Me dijo el nombre del arbol pero no me lo acuerdo, es igual al arbol de palta, pero no es.

En fin –te das cuenta- el hijo de puta de Juan me había jodido y los otros le seguían la corriente, se cagaban de risa los hijos de puta de mí. Juan, Ramón, Carmen y todos. ¡Hijos de puta! despues me enteré que se lo hacen a todos los que se van a vivir allá, es como una costumbre.

Entonces, lo voy a ver a Juan por este asunto y le digo: sos un hijo de punta, me tenés pegándole al árbol como un boludo. ¡Hijo de puta!
Juan se cagaba de risa ¿No era que no le pegabas? –me decía- mientras se cagaba de risa.

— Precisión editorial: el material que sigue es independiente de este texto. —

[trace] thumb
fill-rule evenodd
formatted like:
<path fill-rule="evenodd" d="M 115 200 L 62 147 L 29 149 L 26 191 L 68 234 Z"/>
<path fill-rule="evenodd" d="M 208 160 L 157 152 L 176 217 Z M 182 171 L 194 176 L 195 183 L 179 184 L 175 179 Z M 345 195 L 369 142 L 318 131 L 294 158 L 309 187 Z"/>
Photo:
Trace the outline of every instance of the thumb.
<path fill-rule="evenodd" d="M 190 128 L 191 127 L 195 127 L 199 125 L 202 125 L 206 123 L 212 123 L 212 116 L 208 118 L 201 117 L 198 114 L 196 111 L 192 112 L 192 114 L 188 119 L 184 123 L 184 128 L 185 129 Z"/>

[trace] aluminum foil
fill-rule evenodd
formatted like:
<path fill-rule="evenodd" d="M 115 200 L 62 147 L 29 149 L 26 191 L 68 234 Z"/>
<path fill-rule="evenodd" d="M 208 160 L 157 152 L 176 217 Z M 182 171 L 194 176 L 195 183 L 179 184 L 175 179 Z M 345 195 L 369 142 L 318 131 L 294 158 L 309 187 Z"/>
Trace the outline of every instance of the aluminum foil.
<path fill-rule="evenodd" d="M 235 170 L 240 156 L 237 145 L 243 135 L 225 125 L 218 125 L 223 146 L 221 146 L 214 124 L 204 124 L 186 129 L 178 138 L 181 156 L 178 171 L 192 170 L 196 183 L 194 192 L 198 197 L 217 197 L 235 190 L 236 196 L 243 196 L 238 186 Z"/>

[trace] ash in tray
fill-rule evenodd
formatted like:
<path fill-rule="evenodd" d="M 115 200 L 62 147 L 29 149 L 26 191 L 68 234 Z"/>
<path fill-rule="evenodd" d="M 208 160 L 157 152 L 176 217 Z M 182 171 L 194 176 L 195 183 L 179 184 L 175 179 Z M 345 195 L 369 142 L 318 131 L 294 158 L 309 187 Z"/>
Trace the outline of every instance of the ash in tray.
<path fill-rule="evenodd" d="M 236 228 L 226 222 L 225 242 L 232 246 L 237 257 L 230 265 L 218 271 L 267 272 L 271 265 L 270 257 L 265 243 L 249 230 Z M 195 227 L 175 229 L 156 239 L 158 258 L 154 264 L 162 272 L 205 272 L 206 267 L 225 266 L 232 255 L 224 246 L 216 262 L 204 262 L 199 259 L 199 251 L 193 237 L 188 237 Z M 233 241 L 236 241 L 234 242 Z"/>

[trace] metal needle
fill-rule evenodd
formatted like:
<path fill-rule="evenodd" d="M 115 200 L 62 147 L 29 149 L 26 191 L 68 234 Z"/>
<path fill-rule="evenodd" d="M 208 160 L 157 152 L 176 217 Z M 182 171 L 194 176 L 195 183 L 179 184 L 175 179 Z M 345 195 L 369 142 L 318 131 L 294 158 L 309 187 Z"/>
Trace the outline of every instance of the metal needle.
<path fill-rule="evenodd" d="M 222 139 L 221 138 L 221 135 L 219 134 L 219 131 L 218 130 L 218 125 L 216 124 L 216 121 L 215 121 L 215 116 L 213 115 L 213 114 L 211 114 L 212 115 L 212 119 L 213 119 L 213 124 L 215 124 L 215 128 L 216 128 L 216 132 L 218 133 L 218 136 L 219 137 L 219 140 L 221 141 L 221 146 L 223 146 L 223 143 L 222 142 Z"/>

En fin, ahí tenes la historia del árbol de palta. Bueno che me voy porque se me va el tren y no quiero perder la lancha.

III-La vuelta

Después de contar su historia, Marcos se despidió de su amigo, se tomó el tren a Tigre a las 13:30, llegó a Tigre a las 14:40, se subió a la lancha colectiva que zarpó a las 15 en punto. Mientras viajaba, miró al lanchero y le grito algo indescifrable que el lanchero recibió con un gesto de compañerismo. Pensó en Jorge y en lo raro que le había resultado todo el encuentro. Bajó en el muelle municipal y caminó por el terraplén hasta la puerta de su casa, antes de entrar vio la cadena de la motosierra colgada de ése árbol y soltó una puteada. Después se puso a cocinar, comió y a eso de las 21 se fue a dormir.